For now, the ECB is clearly content enough with its current policy setting and also, one suspects, market pricing for one more cut this year given the lack of any steer otherwise. Our current call is for two more cuts to 1.50% under a central scenario for US tariffs to settle at 20% after a bumpy negotiation process. If we do end up with a benign outcome on US tariffs in line with recent media reports then we’d likely scale back our expectations for easing this year.
Markets view: Trade deal optimism helps to dampen ECB rate cut expectations & reinforces EUR’S upward trend
EUR remains on course to hit fresh year to date highs
The foreign exchange market impact from today’s ECB policy update has been muted. The EUR was strengthening ahead of today’s policy meeting and the policy update is unlikely to alter the EUR’s upward trend. The EUR has regained upward momentum over the past week lifting EUR/USD back up towards the year to date high of 1.1829 from 1st July. The EUR has derived support from building investor optimism over the potential for a trade deal to be announced between the EU and US ahead of next week’s “reciprocal” tariff deadline on 1st August. The FT has reported that an EU trade deal could be similar to the deal announced this week between the US and Japan. The deal could reportedly set a “reciprocal” tariff rate on imports from the EU at 15% including on autos & parts. It would lower the current tariff rate on autos & parts from 27.5% and prevent the “reciprocal” tariff rate from rising to 30% if no deal is reached by 1st August.
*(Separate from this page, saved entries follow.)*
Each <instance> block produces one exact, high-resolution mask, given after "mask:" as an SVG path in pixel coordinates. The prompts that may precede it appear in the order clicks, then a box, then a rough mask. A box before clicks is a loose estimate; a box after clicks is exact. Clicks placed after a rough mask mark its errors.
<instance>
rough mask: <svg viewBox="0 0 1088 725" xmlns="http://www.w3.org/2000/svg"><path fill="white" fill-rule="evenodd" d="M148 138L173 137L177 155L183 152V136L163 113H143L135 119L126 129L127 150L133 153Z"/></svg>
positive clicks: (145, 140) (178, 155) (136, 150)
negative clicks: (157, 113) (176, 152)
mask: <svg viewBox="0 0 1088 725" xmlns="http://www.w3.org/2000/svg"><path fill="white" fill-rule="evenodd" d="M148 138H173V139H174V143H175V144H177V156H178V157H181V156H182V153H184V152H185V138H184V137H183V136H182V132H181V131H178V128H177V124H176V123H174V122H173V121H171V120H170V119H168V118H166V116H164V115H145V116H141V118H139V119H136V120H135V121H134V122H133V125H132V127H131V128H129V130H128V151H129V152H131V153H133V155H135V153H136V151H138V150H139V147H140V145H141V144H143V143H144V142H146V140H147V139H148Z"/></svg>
In today’s press conference President Lagarde noted that a trade deal “would clear some uncertainty” and that they are “attentive to the path of trade negotiations”. A trade deal would help to ease downside risks for the euro-zone economy but it would have been premature for the ECB to acknowledge that more strongly at today’s meeting before a deal is finalized.
The changing risk assessment for the euro-zone economy is encouraging a hawkish repricing of the outlook for the ECB’s policy rate. The euro-zone rate market has been scaling back ECB rate cut expectations and is currently pricing in only around 7-9bps of cuts by the September and October policy meetings, and 18bps by the December policy meeting. It compares to pricing a week ago when there were to around 12-15bps of cuts priced in by September and October, and 24bps for December. Market participants are becoming less confident the ECB will cut rates further this year even as inflation is expected to fall below target. President Lagarde encouraged those expectations by stating “you could argue that we are on hold”.
If a trade deal is finalized we plan to drop our call for two further 25bps cuts this year but still expect one more cut on the back of continued disinflation in the euro-zone. The stronger EUR is contributing to disinflation pressures in the euro-zone, and we expect it to strengthen further albeit at a slower pace than during the 1H of this year (click here). In today’s press conference, President Lagarde noted that we “monitor exchange rates as they matter for forecasts” and “we do not target any exchange rate”. She acknowledged that a stronger EUR could “dampen inflation more than expected”. Overall the pushback today from the ECB against EUR strength remained relatively weak and is unlikely to derail the current strengthening trend leaving the door open for EUR to hit fresh year to date to highs if a trade deal is finalized heading into the summer.